Male reporters, too, receive nasty comments either on person or social media platforms from aggressive fans, Konjit says. But she feels there exists the special brand of attacks reserved for female reporters revolves around their gender, looks and other attributes that don’t apply to men.
Through their effort, training, and determination, however, women sports casters continue to climb to the top of their chosen profession, pushing aside questions of credibility and worn-out assumptions about gender and the ability to report on sports.

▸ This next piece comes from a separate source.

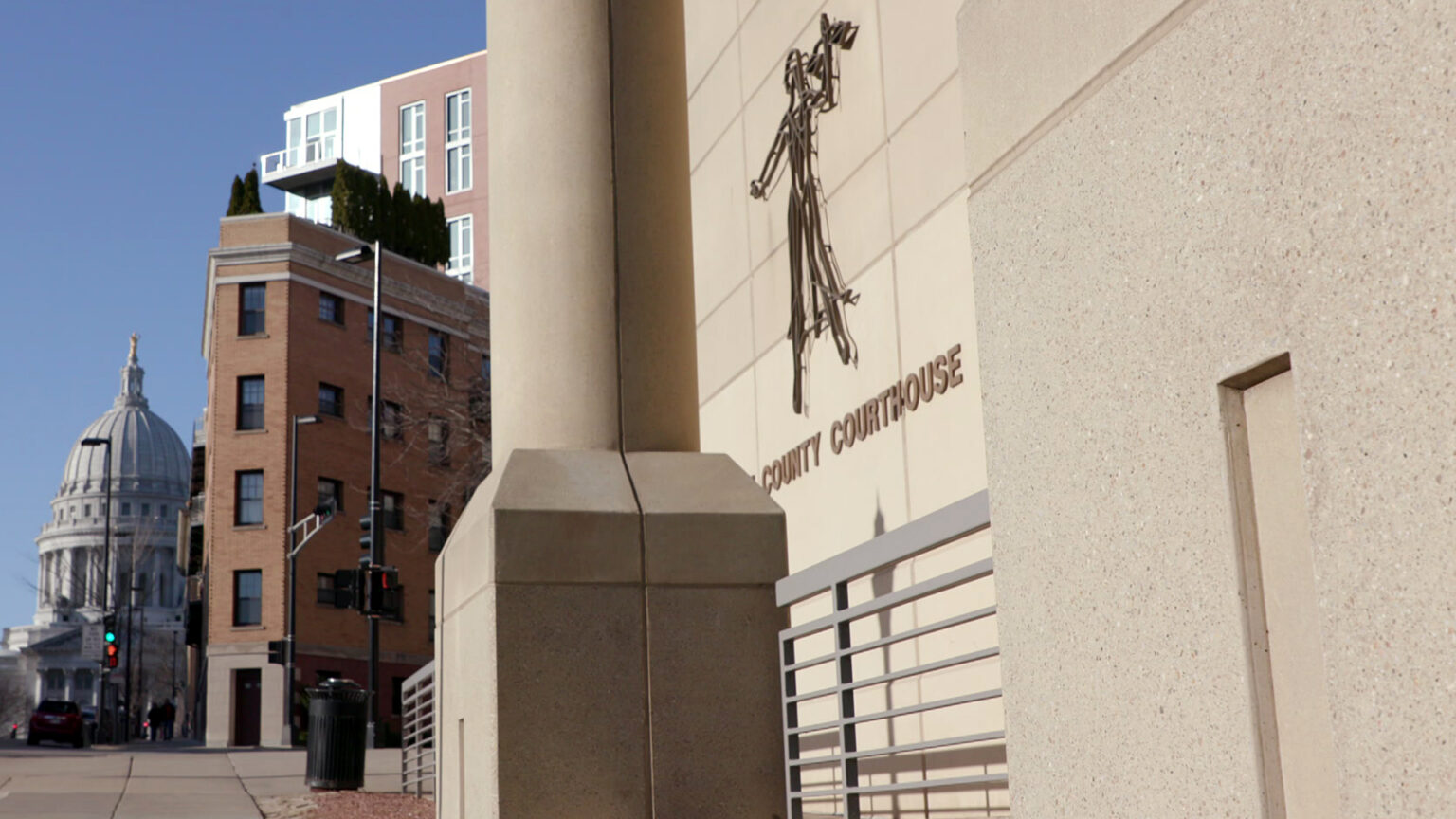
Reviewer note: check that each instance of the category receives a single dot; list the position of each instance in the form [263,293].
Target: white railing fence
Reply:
[891,675]
[417,758]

Hana says she’s has mostly positive feedback from the athletes, coaches and audiences that she reports on. She points out that gaining her viewers’ respect comes from delivering accurate and error-free newscasts, which means putting in a lot of extra work and research. She says eighty percent of the program is local news and national news. She spends hours learning about events and does her best not to sound enthusiastic about a certain team. “I get particularly lots of good comments from women. I think they feel that we represent them,” she says.
According to Konjit, there are about twenty women sports journalists in Ethiopia. The female pioneers helped to pave what was once a traditionally male-dominated career to get female sports reporters to be where they are today, she says. Meaza Birru, owner of Sheger FM, is considered to be among the first batch of female sports journalists in Ethiopia. Meaza used to write for Merha-Sports, a monthly paper published by the Ministry of Cultures in the 90’s. Another figure Marta Belay used to report for Sky Sports, a defunct paper owned by Mesele Mengistu, who is today running his own Bisrat FM. Marta is now residing in Finland and still writes about sports on her Facebook page, Ethio-Kickoff. Hirut Gebreamlack used to work for ETV reading off-screen but the first to come onscreen was Hana Demisse, Konjit explains. Hana is now in London and reports for Deutsche Welle.
Konjit, a loud voice who boldly speaks about the need for recognition and respect from their peers and their viewers, is the brain behind the Ethiopian Women Sports Journalists Association which is in the offing. She says they are hoping to launch it on September and hoping that it would become the legitimate voice of Ethiopian sporting journalists. The association would serve as a platform for the promotion and enhancement of the profession and betterment of facilities for its members and facilitate access for training and workshops, she says.
For female reporters willing to put in the work a successful career in sport reporting in Ethiopia is definitely possible, the journalists say. They are proving to young women everywhere that pushing down gender barriers can be done. Most of all, they stress it is their love for sport itself that had allowed them to shatter the glass ceiling.